BERTopic icon indicating copy to clipboard operation
BERTopic copied to clipboard

`IndexError: list index out of range` when using zeroshot_topic_list in 0.16.1

Open andiwinata opened this issue 1 year ago • 19 comments

Hi, I recently re-ran a notebook for zeroshot_topic_list and got the IndexError: list index our of range I fixed this by downgrading to 0.16.0

Full stacktrace:

---------------------------------------------------------------------------
IndexError                                Traceback (most recent call last)
Cell In[2], line 18
      9 vectorizer_model = CountVectorizer(stop_words="english")
     11 topic_model = BERTopic(
     12     min_topic_size=20,
     13     zeroshot_topic_list=zeroshot_topic_list,
     14     zeroshot_min_similarity=.25,
     15     vectorizer_model=vectorizer_model
     16 )
---> 18 topics, probs = topic_model.fit_transform(docs)
     19 topic_model.get_topic_info()

File /opt/conda/lib/python3.10/site-packages/bertopic/_bertopic.py:448, in BERTopic.fit_transform(self, documents, embeddings, images, y)
    446 # Combine Zero-shot with outliers
    447 if self._is_zeroshot() and len(documents) != len(doc_ids):
--> 448     predictions = self._combine_zeroshot_topics(documents, assigned_documents, assigned_embeddings)
    450 return predictions, self.probabilities_

File /opt/conda/lib/python3.10/site-packages/bertopic/_bertopic.py:3682, in BERTopic._combine_zeroshot_topics(self, documents, assigned_documents, embeddings)
   3680 cluster_indices = list(documents.Old_ID.values)
   3681 cluster_names = list(merged_model.topic_labels_.values())[len(set(y)):]
-> 3682 cluster_topics = [cluster_names[topic + self._outliers] for topic in documents.Topic.values]
   3684 df = pd.DataFrame({
   3685     "Indices": zeroshot_indices + cluster_indices,
   3686     "Label": zeroshot_topics + cluster_topics}
   3687 ).sort_values("Indices")
   3688 reverse_topic_labels = dict((v, k) for k, v in merged_model.topic_labels_.items())
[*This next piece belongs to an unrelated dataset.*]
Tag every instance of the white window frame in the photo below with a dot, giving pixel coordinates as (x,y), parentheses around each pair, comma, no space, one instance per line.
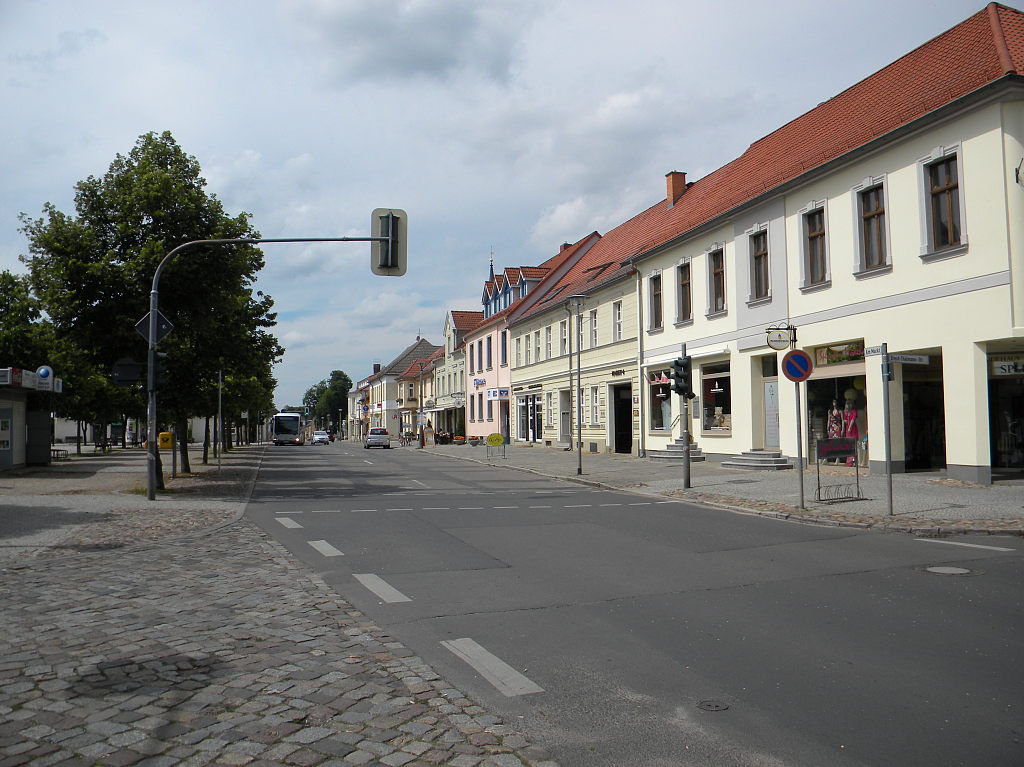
(928,251)
(651,326)
(806,285)
(859,269)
File /opt/conda/lib/python3.10/site-packages/bertopic/_bertopic.py:3682, in <listcomp>(.0)
   3680 cluster_indices = list(documents.Old_ID.values)
   3681 cluster_names = list(merged_model.topic_labels_.values())[len(set(y)):]
-> 3682 cluster_topics = [cluster_names[topic + self._outliers] for topic in documents.Topic.values]
   3684 df = pd.DataFrame({
   3685     "Indices": zeroshot_indices + cluster_indices,
   3686     "Label": zeroshot_topics + cluster_topics}
   3687 ).sort_values("Indices")
   3688 reverse_topic_labels = dict((v, k) for k, v in merged_model.topic_labels_.items())

andiwinata avatar Apr 26 '24 08:04 andiwinata

Hmmm, this is surprising. Could you share your full code? That will make it easier to understand what is happening here. Also, I'm not seeing the actual error in your log. Does that mean that the error indeed happens at this line?
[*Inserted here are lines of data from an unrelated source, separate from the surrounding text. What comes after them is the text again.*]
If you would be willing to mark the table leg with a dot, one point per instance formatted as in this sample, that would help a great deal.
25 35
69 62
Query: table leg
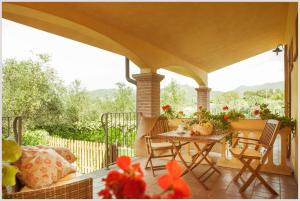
186 165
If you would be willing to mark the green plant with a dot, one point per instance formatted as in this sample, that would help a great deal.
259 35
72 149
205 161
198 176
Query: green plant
265 113
11 152
220 121
36 137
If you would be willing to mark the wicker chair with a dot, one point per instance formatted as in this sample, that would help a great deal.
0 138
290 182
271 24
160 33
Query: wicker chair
155 145
259 153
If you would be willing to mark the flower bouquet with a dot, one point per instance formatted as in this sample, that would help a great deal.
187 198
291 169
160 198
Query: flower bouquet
128 183
203 128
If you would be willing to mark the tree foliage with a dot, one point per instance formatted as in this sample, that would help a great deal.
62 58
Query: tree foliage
32 89
173 95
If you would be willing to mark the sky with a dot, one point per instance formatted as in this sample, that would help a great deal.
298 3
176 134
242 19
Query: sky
99 69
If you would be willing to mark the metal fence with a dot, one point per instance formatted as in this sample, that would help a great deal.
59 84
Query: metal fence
120 130
12 128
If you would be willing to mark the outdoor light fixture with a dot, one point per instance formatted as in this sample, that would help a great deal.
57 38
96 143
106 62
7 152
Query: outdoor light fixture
277 49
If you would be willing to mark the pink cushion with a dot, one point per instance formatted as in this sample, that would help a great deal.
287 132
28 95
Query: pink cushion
41 167
64 152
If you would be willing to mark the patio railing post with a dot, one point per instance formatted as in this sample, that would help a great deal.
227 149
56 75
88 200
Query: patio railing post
106 141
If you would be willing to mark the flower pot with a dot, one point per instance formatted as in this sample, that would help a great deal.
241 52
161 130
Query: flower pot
202 130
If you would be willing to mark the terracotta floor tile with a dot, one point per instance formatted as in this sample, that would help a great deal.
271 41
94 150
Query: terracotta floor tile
289 195
266 195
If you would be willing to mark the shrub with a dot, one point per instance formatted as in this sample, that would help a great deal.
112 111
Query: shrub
36 137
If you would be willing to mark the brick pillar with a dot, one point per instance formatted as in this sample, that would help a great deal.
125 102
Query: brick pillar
148 93
203 94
-> 3682 cluster_topics = [cluster_names[topic + self._outliers] for topic in documents.Topic.values]

MaartenGr avatar Apr 26 '24 08:04 MaartenGr

I have the same error.

Bougeant avatar Apr 26 '24 13:04 Bougeant

@Bougeant Could you also share your code and error log? That would help me understand what is happening here.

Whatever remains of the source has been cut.